Courtesy Pacers Sports & Entertainment
Welcome to Your-Name-Here Fieldhouse. Have oh, say, $80 million to $120 million? Sweet—you can emblazon your name on the stadium for the next 20 years. As of press time, one of the highest-profile signage spots in the city is still without a sponsor, CNO Financial Group’s deal with the Pacers having expired in June.
This is a full-court face lift. An outdoor ice rink like the one at Rockefeller Center in New York! A fancy new welcome pavilion! Observation decks up top (hello, Victory Field views)! There’s a lot on the docket between February 2020 and October 2022. “Not much will remain untouched,” says Mel Raines, who helms facilities operations for Pacers Sports & Entertainment.
Total cost: $360 million. That’s just over 17 times Pacers All-Star Victor Oladipo’s salary this season—but less than the $387.2 million LeBron James will have earned in his career by the end of the 2021–2022 season.
You won’t be kicking off June with Justin Timberlake. At least, not at the Fieldhouse. For the next two years, the arena will forgo summer events while it gets its glow-up.

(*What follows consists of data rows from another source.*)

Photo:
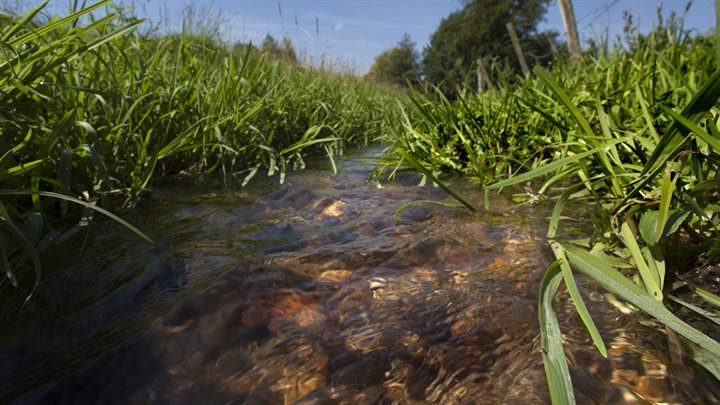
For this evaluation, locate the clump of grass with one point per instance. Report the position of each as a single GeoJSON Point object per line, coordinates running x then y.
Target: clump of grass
{"type": "Point", "coordinates": [637, 132]}
{"type": "Point", "coordinates": [92, 110]}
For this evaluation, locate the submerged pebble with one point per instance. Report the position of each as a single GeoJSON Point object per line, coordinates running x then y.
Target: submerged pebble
{"type": "Point", "coordinates": [320, 297]}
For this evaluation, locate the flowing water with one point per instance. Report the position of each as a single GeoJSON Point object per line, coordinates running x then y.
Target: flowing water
{"type": "Point", "coordinates": [314, 293]}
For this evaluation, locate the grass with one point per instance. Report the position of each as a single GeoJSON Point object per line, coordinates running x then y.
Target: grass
{"type": "Point", "coordinates": [92, 111]}
{"type": "Point", "coordinates": [636, 132]}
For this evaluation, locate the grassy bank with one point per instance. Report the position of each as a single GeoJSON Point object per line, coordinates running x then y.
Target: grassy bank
{"type": "Point", "coordinates": [634, 133]}
{"type": "Point", "coordinates": [92, 111]}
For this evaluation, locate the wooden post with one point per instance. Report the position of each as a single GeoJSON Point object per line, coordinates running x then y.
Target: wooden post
{"type": "Point", "coordinates": [570, 28]}
{"type": "Point", "coordinates": [483, 77]}
{"type": "Point", "coordinates": [518, 51]}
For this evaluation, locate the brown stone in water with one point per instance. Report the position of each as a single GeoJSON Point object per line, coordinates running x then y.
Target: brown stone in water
{"type": "Point", "coordinates": [654, 388]}
{"type": "Point", "coordinates": [334, 276]}
{"type": "Point", "coordinates": [310, 384]}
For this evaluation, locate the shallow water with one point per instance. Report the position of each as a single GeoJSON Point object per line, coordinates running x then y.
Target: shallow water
{"type": "Point", "coordinates": [312, 293]}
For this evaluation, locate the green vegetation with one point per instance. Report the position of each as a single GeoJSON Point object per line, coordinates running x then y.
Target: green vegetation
{"type": "Point", "coordinates": [93, 111]}
{"type": "Point", "coordinates": [635, 134]}
{"type": "Point", "coordinates": [397, 66]}
{"type": "Point", "coordinates": [478, 31]}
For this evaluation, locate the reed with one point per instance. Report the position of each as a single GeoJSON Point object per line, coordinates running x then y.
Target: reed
{"type": "Point", "coordinates": [92, 110]}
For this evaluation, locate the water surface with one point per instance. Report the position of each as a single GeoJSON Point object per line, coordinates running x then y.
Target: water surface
{"type": "Point", "coordinates": [312, 292]}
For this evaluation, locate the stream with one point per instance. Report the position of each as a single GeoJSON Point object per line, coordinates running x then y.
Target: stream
{"type": "Point", "coordinates": [313, 292]}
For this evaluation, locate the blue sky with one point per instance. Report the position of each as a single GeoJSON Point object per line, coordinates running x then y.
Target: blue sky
{"type": "Point", "coordinates": [351, 33]}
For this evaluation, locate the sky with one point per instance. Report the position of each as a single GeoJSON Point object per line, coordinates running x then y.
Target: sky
{"type": "Point", "coordinates": [351, 33]}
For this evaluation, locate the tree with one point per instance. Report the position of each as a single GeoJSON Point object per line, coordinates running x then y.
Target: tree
{"type": "Point", "coordinates": [397, 66]}
{"type": "Point", "coordinates": [478, 31]}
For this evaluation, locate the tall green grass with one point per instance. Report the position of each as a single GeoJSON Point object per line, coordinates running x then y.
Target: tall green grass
{"type": "Point", "coordinates": [634, 132]}
{"type": "Point", "coordinates": [91, 112]}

And The Indiana Fever are taking a trip north. Since most of the work will take place when the Pacers are off—and the Fever are normally the ones hitting the court—Butler University’s Hinkle Fieldhouse stepped up to host them for the next two seasons and part of a third. At 9,100 seats, Hinkle has about half the 20,000-seat capacity of Bankers Life. So the stands will be fuller for the average 6,311 fans who show up to Fever games these days.
The deal locks in the Pacers for the long haul. The renovations are part of an $800 million deal that will keep the Pacers in Indy for the next 25 years. But that’s just the beginning. “The plan is for the team to remain in Indiana forever,” Raines says.
They’ll start small. Visitors in town for the 2021 NBA All-Star Game probably won’t even notice much of a difference. The heavy lifting comes after the league’s blue bloods leave: breaking ground on that Rockefeller-worthy skating rink, adding an outdoor terrace overlooking Pennsylvania Street, and spiffing up the suites.
The Fieldhouse folks want to strike fear into your heart. Specifically, a fear that everyone else is having more fun than you if you don’t show up. An outdoor plaza near the Pennsylvania Street entrance will host events year-round, from movie screenings and farmers markets in the summer to ice-skating in the winter. “What we really want to do is to create a strong sense of FOMO,” Raines says.
No more fumbling for your phone flashlight in the nosebleeds. The Fieldhouse will remove the top eight rows of seats to create horseshoe-shaped gathering spaces, plus observation decks ideal for sunset-gramming. “The top of the building will start to come alive,” Raines says.
Night off? Not likely. Count on more events—and greater variety. “With the new plaza, we can have events going on indoors and outdoors simultaneously,” says Brent Rockwood, head of corporate, community, and public relations at Pacers Sports & Entertainment. “We want to be busy every night of the week.”